Vidor thought about this. What could Normand and Minter have talked about? Did Normand know more than she told anyone about other things besides Taylor’s phone call? Or could it have been the phone call itself they talked about? Vidor was trying to arrange a logical scenario, tying Charlotte Shelby’s call to Marjorie Berger, Taylor’s mysterious conversation with Moreno, and Mabel Normand’s and Mary Miles Minter’s carefully concealed conversation in the ladies’ room, when Cahill stood up again. Picking up his clippers, he said, “Are you married, Mr. Vidor?”
“Yes, I am,” he said. “Why do you ask?”
“I just thought you might like a few roses to take home to the missus.”
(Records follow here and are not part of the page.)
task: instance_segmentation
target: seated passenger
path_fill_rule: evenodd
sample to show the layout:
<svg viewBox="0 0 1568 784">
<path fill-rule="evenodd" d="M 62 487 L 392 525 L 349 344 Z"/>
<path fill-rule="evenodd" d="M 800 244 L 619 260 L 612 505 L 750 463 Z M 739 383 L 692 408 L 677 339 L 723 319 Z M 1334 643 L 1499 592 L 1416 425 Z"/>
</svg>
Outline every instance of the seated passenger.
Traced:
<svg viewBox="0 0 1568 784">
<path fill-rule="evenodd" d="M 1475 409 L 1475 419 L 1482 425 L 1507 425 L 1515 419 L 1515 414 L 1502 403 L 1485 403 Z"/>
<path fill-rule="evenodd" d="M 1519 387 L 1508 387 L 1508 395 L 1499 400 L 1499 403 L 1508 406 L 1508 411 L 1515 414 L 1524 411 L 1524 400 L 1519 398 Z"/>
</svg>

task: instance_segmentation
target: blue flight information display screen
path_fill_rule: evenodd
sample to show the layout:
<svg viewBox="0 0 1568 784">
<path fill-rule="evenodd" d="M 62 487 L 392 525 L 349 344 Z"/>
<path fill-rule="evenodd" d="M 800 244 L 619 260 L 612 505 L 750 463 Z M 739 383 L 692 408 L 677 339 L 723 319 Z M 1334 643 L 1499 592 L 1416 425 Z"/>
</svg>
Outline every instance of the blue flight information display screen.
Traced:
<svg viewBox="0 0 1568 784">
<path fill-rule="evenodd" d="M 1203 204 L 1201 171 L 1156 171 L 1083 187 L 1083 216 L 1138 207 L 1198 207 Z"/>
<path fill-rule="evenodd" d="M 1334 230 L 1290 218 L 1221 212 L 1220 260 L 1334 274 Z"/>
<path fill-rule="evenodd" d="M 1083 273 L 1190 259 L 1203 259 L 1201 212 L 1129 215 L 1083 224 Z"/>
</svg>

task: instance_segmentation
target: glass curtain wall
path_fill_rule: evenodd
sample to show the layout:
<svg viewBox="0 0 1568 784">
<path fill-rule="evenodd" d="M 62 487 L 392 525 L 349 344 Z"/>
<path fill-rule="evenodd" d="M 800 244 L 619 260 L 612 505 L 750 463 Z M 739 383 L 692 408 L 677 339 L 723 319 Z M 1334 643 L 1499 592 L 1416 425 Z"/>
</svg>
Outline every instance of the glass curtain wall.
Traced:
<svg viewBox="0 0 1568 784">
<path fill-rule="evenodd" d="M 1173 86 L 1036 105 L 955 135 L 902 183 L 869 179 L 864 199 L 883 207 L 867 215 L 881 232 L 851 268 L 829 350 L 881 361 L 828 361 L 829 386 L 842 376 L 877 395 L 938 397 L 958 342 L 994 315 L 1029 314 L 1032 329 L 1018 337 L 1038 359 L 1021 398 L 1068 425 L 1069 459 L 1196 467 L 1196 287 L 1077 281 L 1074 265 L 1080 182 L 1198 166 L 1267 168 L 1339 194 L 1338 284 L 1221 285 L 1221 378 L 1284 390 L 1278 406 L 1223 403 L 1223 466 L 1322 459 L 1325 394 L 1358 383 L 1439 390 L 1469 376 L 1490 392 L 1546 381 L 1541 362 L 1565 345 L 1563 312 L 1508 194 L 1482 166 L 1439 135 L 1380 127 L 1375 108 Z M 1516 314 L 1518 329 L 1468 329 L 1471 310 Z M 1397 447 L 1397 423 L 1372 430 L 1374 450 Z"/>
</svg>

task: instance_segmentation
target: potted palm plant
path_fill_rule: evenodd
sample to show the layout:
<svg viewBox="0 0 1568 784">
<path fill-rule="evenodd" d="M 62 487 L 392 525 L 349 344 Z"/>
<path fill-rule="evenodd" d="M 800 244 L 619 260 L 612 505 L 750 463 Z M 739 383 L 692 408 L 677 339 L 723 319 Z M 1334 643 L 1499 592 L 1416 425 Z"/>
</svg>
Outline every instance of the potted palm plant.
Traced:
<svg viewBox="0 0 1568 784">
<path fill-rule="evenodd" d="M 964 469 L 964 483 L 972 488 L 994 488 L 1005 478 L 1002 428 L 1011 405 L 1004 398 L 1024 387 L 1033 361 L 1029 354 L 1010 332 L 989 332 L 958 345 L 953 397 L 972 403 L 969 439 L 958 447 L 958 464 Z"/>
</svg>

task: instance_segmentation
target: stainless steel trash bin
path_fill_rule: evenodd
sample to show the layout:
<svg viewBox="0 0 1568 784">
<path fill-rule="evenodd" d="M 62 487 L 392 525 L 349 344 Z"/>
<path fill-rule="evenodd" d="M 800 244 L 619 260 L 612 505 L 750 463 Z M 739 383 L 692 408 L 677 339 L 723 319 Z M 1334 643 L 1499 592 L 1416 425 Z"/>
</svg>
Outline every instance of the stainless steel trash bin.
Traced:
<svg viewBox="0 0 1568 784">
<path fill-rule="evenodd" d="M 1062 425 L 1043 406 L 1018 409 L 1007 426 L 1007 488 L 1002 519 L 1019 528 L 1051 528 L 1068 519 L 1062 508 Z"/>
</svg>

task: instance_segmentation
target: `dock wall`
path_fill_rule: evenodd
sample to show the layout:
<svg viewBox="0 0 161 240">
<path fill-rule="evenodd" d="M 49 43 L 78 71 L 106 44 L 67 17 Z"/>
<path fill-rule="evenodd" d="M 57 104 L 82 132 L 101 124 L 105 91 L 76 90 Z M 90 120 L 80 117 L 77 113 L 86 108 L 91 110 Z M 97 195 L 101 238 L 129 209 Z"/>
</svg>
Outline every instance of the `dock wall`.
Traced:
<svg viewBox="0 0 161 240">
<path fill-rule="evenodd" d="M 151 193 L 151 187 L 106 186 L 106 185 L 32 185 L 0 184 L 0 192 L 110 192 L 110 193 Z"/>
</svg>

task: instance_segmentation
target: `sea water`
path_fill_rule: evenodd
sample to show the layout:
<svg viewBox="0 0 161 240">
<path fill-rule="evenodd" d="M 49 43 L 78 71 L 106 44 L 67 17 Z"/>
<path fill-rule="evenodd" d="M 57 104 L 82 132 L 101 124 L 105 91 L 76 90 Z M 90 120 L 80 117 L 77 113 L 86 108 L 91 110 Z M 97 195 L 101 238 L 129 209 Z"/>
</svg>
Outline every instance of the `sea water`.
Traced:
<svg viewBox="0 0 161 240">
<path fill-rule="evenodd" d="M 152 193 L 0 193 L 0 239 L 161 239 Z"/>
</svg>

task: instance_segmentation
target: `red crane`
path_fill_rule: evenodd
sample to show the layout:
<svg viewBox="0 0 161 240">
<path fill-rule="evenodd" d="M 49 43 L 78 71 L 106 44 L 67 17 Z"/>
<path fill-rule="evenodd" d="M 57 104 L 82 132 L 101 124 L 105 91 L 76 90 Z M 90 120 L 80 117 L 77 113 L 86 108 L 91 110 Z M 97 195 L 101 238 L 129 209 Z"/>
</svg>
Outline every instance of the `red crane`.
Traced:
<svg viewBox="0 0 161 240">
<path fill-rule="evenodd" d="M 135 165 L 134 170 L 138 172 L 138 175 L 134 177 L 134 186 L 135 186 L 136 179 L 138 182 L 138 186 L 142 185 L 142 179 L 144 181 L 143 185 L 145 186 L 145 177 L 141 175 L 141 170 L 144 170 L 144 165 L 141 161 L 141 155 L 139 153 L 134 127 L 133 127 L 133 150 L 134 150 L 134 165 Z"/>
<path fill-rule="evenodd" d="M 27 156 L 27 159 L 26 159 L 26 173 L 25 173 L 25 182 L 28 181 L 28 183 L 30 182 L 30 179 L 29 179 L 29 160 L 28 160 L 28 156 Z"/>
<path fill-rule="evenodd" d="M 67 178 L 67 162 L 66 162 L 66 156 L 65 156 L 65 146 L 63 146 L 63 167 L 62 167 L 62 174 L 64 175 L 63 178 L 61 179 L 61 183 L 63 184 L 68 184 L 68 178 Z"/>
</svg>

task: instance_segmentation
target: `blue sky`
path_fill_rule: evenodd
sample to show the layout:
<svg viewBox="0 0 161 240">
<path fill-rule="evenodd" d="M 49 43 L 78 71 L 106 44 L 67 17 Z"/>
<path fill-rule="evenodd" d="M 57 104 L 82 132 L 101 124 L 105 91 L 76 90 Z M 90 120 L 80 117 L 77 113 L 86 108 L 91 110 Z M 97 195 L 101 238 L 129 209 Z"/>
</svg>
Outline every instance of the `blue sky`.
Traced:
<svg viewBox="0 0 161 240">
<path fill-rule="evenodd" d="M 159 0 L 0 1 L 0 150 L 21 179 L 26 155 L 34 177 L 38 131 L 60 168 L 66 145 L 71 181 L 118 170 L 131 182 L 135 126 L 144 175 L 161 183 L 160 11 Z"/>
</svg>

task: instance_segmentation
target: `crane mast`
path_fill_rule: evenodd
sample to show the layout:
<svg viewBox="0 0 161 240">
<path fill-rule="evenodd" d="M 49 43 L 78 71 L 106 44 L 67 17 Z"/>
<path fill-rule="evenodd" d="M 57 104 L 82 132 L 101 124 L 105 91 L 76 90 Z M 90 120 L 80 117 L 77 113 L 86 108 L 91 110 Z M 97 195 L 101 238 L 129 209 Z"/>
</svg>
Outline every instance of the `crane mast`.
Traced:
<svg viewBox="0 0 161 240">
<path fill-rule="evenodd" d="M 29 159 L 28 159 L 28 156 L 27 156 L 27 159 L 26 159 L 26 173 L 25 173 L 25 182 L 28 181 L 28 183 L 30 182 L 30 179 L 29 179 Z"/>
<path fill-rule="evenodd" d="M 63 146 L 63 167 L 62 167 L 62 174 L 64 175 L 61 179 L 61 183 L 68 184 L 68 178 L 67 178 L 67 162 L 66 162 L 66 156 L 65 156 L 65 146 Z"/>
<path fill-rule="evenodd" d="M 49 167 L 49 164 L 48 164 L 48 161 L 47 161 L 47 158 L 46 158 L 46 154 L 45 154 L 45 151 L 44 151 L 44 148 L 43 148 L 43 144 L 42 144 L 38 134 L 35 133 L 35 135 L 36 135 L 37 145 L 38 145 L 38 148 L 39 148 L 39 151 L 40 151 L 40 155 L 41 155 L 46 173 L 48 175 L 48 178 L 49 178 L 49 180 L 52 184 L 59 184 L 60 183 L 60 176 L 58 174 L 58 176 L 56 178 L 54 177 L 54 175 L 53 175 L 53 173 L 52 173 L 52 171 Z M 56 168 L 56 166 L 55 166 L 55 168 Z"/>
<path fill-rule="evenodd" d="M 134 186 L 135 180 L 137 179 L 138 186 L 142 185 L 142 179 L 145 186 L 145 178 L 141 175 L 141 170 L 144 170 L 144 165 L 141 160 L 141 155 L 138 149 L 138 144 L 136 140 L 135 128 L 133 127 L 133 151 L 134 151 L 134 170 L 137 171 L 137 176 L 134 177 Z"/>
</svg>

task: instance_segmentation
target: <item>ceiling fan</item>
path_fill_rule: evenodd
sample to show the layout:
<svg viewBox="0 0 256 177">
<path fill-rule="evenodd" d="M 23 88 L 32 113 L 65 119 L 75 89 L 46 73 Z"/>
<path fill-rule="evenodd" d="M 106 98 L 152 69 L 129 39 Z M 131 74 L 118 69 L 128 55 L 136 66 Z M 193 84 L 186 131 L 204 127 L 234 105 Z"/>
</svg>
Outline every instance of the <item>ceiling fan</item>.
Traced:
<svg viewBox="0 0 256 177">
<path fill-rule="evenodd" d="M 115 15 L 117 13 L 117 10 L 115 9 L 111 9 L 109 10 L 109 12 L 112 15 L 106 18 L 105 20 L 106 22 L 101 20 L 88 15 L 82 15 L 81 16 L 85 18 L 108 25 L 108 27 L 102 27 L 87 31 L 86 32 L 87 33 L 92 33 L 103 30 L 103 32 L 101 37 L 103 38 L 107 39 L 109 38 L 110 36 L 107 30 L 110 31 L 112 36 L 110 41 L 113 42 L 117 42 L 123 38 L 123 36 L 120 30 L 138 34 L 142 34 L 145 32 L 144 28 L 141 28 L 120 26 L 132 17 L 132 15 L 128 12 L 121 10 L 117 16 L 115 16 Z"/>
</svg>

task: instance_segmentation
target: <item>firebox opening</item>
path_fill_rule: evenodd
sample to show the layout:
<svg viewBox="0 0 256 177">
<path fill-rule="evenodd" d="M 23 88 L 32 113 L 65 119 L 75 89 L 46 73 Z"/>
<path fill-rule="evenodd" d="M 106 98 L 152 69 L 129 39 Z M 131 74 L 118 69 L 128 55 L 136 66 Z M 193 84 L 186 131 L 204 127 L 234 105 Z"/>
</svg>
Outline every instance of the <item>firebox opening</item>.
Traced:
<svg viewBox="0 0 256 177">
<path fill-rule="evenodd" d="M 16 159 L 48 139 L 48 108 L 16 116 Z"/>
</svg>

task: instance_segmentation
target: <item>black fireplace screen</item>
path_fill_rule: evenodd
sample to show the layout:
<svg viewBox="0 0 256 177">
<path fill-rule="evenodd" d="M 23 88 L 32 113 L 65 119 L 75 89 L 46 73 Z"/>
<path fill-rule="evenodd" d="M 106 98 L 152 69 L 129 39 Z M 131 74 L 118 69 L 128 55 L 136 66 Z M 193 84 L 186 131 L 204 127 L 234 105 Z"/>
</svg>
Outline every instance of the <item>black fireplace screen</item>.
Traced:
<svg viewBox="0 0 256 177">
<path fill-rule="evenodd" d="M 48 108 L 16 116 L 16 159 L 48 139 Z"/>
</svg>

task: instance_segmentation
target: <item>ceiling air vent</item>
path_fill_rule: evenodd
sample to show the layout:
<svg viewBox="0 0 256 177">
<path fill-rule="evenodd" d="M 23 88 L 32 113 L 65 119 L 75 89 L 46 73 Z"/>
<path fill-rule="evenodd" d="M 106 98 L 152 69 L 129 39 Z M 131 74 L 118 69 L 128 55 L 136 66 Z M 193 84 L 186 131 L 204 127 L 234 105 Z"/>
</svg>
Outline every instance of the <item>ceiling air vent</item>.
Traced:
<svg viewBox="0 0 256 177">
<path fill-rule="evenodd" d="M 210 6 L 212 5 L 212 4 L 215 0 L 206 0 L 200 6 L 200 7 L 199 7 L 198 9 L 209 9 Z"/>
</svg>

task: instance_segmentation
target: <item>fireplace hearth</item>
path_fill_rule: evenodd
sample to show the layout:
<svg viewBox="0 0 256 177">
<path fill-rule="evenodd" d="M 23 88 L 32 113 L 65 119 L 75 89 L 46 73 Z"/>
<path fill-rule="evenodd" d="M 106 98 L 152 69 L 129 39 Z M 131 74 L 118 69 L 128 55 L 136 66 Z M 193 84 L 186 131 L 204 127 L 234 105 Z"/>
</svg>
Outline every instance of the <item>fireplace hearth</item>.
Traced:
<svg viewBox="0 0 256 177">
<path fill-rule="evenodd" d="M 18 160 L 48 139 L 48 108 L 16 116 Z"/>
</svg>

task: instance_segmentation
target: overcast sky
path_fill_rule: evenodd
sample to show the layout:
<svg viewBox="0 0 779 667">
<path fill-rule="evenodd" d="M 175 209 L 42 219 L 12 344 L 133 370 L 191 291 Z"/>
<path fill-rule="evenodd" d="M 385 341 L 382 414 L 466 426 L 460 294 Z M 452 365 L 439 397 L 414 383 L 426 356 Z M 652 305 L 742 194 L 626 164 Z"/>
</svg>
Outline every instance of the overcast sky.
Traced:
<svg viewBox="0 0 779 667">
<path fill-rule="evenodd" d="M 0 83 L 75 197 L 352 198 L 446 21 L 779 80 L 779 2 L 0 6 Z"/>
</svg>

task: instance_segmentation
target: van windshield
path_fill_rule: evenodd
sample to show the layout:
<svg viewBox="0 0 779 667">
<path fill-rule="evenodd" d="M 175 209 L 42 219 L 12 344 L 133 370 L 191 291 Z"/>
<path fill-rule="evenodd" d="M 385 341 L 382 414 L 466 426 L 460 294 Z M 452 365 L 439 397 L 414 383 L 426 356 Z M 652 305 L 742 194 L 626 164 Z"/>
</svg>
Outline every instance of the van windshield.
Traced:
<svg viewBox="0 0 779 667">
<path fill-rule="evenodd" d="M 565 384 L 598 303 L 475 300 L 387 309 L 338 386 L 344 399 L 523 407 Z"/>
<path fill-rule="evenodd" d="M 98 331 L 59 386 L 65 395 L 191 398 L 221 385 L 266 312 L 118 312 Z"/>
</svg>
Cahill walked away, the conversation obviously ended.
Vidor watched him clip a rose from a bush, then stood up himself. He declined Cahill’s offer of the roses and walked back around the house to his car.
31
Ray Cato stood before a wall covered with plaques, citations, and other awards for distinguished law enforcement and public service. Most of the awards were signed by Woolwine, Asa Keyes, or Buron Fitts.
“I rode to the bungalow in the coroner’s truck,” he said. “They told us to park around back so we wouldn’t draw any undue attention to the place. Can you imagine that? The place was already crawling with people and they didn’t want us to draw attention.”
He laughed heartily and showed Vidor to an easy chair.
“Do you think anyone there already knew it was murder? Charles Eyton or anyone?” Vidor asked.
Cato sat across from him. He shrugged his shoulders.
“I don’t know. Somebody must have known something; they’d turned that bungalow inside out before we even got there. But whether it had anything to do with murder I couldn’t say. I tend to doubt it, though. Eyton seemed to be in charge of the studio contingent at the bungalow, and I remember he seemed as shocked as I was when I turned the body over. His mouth fell open, and he shot out of there like a jackrabbit.”
“He left?”
“Not for good. He’d been in and out all morning, as a matter of fact. That’s why, once we found out it was murder, it was so tough to find any usable clues. With people like Eyton going in and out, leaving fingerprints on everything in the place, fobbing off with who knows what all, it was hard to trust anything we found that might have been good evidence. We couldn’t even be sure whose cigarettes were in the ashtrays.”